1. DRAM polypeptide for use in the treatment of infectious diseases.

2. The DRAM polypeptide for use according to claim 1 wherein infectious diseases are selected from infections caused by a virus, infections caused by a bacterium, infection cause by a parasite, or infections caused by a fungus.

3. The DRAM polypeptide for use according to the claim 2 wherein infections caused by a virus are selected from HIV, HCV, HBV, HPV, VSV, NDV, Influenza A.

4. An isolated nucleic acid sequence coding for a polypeptide according the claims from 1 to 2 for use in the treatment of infectious diseases.

5. A plasmid comprising a nucleic acid sequence according to claim 4 for use in the treatment of infectious diseases.

6. An expression vector containing a nucleic acid sequence according to claim 4 for use in the treatment of infectious diseases.

7. A fusion protein containing the amino acids sequences of DRAM or active fragment thereof for use in the treatment of infectious diseases.

8. A fusion protein for use according to claim 6 wherein DRAM is linked to a polypeptide consisting of a protein transduction domain, a cell penetrating peptide or a cell targeting peptide.

9. A pharmaceutical composition for use in the treatment of infectious diseases comprising a therapeutically effective amount of DRAM polypeptide according to claims 1 or 2, or an nucleic acid according to claim 3, or a plasmid according to claim 4, or an expression vector according to claim 5, or a fusion protein according to claim 7 along with at least one pharmaceutically acceptable excipient.

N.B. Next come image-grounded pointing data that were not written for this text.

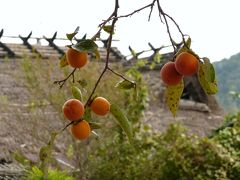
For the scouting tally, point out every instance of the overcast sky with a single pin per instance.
(212, 24)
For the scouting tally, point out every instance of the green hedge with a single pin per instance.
(170, 155)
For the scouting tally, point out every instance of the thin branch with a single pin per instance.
(67, 126)
(62, 82)
(114, 14)
(120, 75)
(166, 22)
(149, 16)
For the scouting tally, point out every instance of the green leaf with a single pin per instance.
(87, 45)
(108, 29)
(76, 92)
(44, 153)
(209, 69)
(124, 84)
(173, 96)
(184, 47)
(95, 125)
(70, 36)
(210, 87)
(122, 120)
(63, 61)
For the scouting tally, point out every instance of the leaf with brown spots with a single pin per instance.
(207, 78)
(173, 96)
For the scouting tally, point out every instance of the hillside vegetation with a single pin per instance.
(228, 79)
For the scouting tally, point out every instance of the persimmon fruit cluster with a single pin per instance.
(76, 59)
(73, 110)
(185, 64)
(81, 130)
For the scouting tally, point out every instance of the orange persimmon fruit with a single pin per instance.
(81, 130)
(73, 109)
(186, 64)
(169, 74)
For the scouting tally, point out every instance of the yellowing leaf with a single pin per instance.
(122, 120)
(173, 96)
(210, 87)
(63, 61)
(209, 69)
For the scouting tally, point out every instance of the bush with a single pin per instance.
(170, 155)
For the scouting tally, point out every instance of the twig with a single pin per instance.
(120, 75)
(114, 14)
(62, 82)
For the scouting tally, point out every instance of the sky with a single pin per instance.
(213, 25)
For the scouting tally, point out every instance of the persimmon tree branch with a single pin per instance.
(114, 14)
(62, 82)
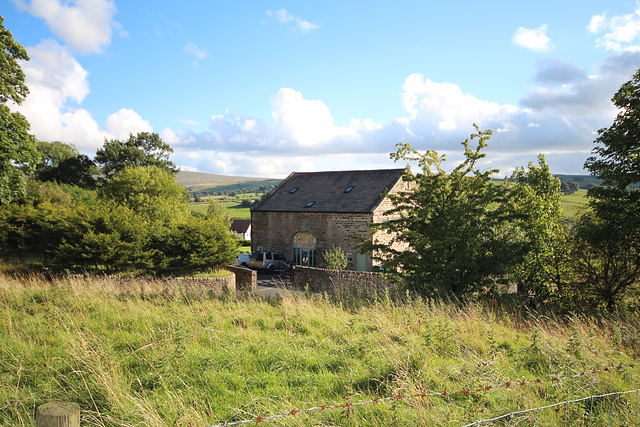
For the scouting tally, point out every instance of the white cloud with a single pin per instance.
(534, 39)
(57, 85)
(306, 26)
(126, 121)
(189, 122)
(193, 49)
(558, 118)
(295, 23)
(281, 15)
(597, 23)
(621, 33)
(84, 25)
(444, 107)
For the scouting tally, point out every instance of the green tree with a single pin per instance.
(449, 231)
(535, 203)
(143, 149)
(195, 245)
(18, 153)
(607, 239)
(149, 191)
(605, 262)
(77, 170)
(53, 153)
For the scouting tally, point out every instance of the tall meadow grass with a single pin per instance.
(145, 357)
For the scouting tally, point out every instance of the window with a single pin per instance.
(304, 249)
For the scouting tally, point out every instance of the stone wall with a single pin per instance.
(274, 231)
(246, 279)
(356, 283)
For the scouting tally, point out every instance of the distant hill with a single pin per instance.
(208, 183)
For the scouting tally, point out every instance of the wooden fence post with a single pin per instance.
(58, 414)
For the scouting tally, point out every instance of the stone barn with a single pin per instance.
(311, 212)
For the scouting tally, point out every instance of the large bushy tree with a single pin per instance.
(18, 153)
(150, 191)
(537, 213)
(451, 231)
(608, 239)
(142, 149)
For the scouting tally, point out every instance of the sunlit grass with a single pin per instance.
(129, 357)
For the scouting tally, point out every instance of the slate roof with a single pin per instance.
(328, 191)
(240, 226)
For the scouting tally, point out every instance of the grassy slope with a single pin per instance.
(197, 181)
(174, 359)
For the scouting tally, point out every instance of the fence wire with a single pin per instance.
(467, 392)
(511, 415)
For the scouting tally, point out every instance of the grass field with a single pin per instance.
(572, 203)
(157, 359)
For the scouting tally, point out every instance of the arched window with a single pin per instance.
(304, 249)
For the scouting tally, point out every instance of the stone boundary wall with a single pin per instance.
(356, 283)
(246, 279)
(148, 285)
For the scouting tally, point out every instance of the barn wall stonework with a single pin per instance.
(274, 231)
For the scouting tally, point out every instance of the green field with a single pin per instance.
(194, 181)
(141, 358)
(572, 203)
(232, 205)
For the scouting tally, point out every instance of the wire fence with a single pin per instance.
(511, 415)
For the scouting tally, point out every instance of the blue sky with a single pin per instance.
(262, 88)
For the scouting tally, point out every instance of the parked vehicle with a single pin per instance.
(269, 261)
(243, 260)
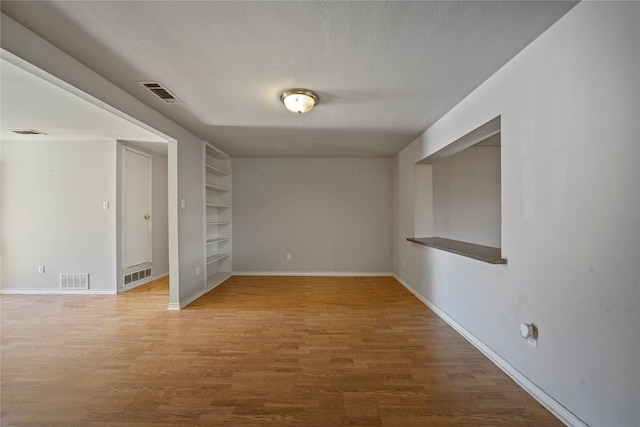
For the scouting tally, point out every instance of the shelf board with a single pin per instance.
(216, 257)
(214, 188)
(216, 171)
(217, 240)
(470, 250)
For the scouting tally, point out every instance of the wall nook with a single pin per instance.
(458, 196)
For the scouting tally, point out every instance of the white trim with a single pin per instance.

10. An activator of DRAM gene expression for use in the treatment of infectious diseases.

11. A pharmaceutical composition for use in the treatment of infectious diseases comprising a therapeutically effective amount of an activator of DRAM gene expression.

12. An ex vivo method of diagnosing or predicting a faster progression of HIV infection in a subject, which method comprises detecting a polymorphism in the DRAM gene in a sample obtained from said subject, wherein the presence of said polymorphism is indicative of a faster progression of HIV infection.

13. An ex vivo method according to claim 12 wherein the method comprises detecting the S P rsl7032033 (SEQ ID NO 6) or the SNP rs4764839 (SEQ ID NO 7) or the SNP rs 12299074 (SEQ ID NO 8) in the DRAM gene in a sample obtained from said subject, wherein the presence of allele (T) in the SNP rs 17032033 or in the SNP rs4764839 or in the SNP rsl2299074 is indicative of a faster progression of HIV infection.